Das unantastbare Ausnahmephänomen "Star Wars" thronte seit seinem sagenhaften Debüt über den phantasievollen Kassenschlagern der bunten 80er Jahre und den sündhaft teuren Effektdemos des vergangenen Jahrzehnts. Als sich George Lucas schließlich zur Vervollständigung seiner Serie entschloß, hatte der mythenumrangte Goliath eine Eigendynamik entwickelt, die der Urheber nicht mehr zu kontrollieren vermochte. Die jahrelange Abwesenheit fernab des kreativen Feldes forderte letztlich ihren Tribut. Der eingerostete "Lucasfilm"-Boß verließ sich gänzlich auf den perfektionierten Effektzauber seiner Trickwerkstätte und orientierte sich darüber hinaus offenbar an den sinnfreien Franchiseproduktionen der aktuellen Generation. Unwillig, die Konsequenzen aus seinen dürftigen schreiberischen Fähigkeiten zu ziehen - eigenen Angaben zufolge, mußte sich der Mann förmlich dazu zwingen, das Script zu "Episode III" fertigzustellen - war Lucas nicht bereit gewesen, einen Teil der Verantwortung abzugeben. Er betrachtete sich bis zuletzt als kreativer Motor seines groß angelegten Prequel-Projekts und hegte keinerlei Ambitionen, den eingeschlagenen Weg in den Abgrund zu korrigieren.

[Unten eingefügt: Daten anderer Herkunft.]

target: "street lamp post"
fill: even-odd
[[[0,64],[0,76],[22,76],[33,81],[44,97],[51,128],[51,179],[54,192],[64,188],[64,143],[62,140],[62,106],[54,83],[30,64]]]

Peter Jackson demonstrierte mit seiner "Ring"-Adaption eindrucksvoll, daß die Inszenierung opulenter Fantasy-Welten auf hohem Niveau auch im 21. Jahrhundert möglich ist. Der Neuseeländer vollbrachte das scheinbar Unmögliche und stemmte ein Mammutwerk, daß einer Renaissance des phantastischen Kinos gleichkam. Nebenbei führte uns "Der Herr der Ringe" nachdrücklich die Minderwertigkeit des großen Konkurrenten aus dem Hause Lucasfilm vor Augen: Der traurige Abstieg der vormals bedeutenden Filmserie zum inhaltsleeren Massenfabrikat und der gleichzeitige Triumph der als unverfilmbar geltenden Tolkien-Saga, ist auch ein Generationenwechsel im großen Stil.

 

Mysteriöse Antriebsfeder

 

Lucas' Niederlage besitzt umfassenden Charakter. In seiner Funktion als Regisseur, Drehbuchautor und Produzent trifft ihn die Hauptschuld. Der "unabhängige Filmemacher" war einst halsstarrig seinen eigenen Weg gegangen und hatte sich ganz der Vervollkommnung neuartiger Produktionsverfahren gewidmet. Während der einstige Alleskönner Steven Spielberg - in dessen Windschatten sich Freund George in den glorreichen "Indy"-Jahren als Wunderproduzent etablierte - von Erfolg zu Erfolg eilte, kümmerte sich Lucas lieber um sein riesiges Firmenimperium. Und dieses wuchs und gedieh, das Soundsystem THX entwickelte sich zum akustischen Gütesiegel eines jeden Kinosaals. Die Effektmagier von ILM revolutionierten indes die stagnierende Trickbranche und sorgten für den Einzug aufwendiger Computergrafiken in die Traumfabrik. Filmzerstörern wie Roland Emmerich, Michael Bay und Stephen Sommers fielen dadurch ideale Werkzeuge für ihre Feldzüge gegen den guten Geschmack in die Hände. Währenddessen verblieb der eremierte Mogul im Hintergrund und hielt an seinem Versprechen, dem Regiestuhl unter allen Umständen fern zu bleiben, standhaft fest. Vielleicht waren es die vermehrten Bauchlandungen als Produzent, die sich in den späten 80ern einstellten, die Lucas' Meinungsumschwung einleiteten. Womöglich war die Suche nach Selbstverwirklichung die treibende Kraft; der plötzliche Wunsch Angefangenes zu Ende zu bringen. Handelte Lucas nach einem raffiniert ausgeklügelten, für die Mitwelt unbegreiflichen Masterplan? Was trieb ihn dazu, sein eigenes Kind zu ersäufen? Vermutlich erfüllte er nur sein Schicksal. Ohne Rücksicht auf Verluste, als treibende Kraft inmitten seines gewaltigen Produktionsstabes. Und doch handelte er alleine, unbeirrt und von der Richtigkeit seines Handelns stets überzeugt - bis zum bitteren Ende.

Dietmar Wohlfart

Star Wars: Episode III - Die Rache der Sith

(Star Wars: Episode III - Revenge Of The Sith)


Fox (USA 2005)

146 Min.

Regie: George Lucas

Darsteller: Ewan McGregor, Hayden Christensen, Natalie Portman u. a.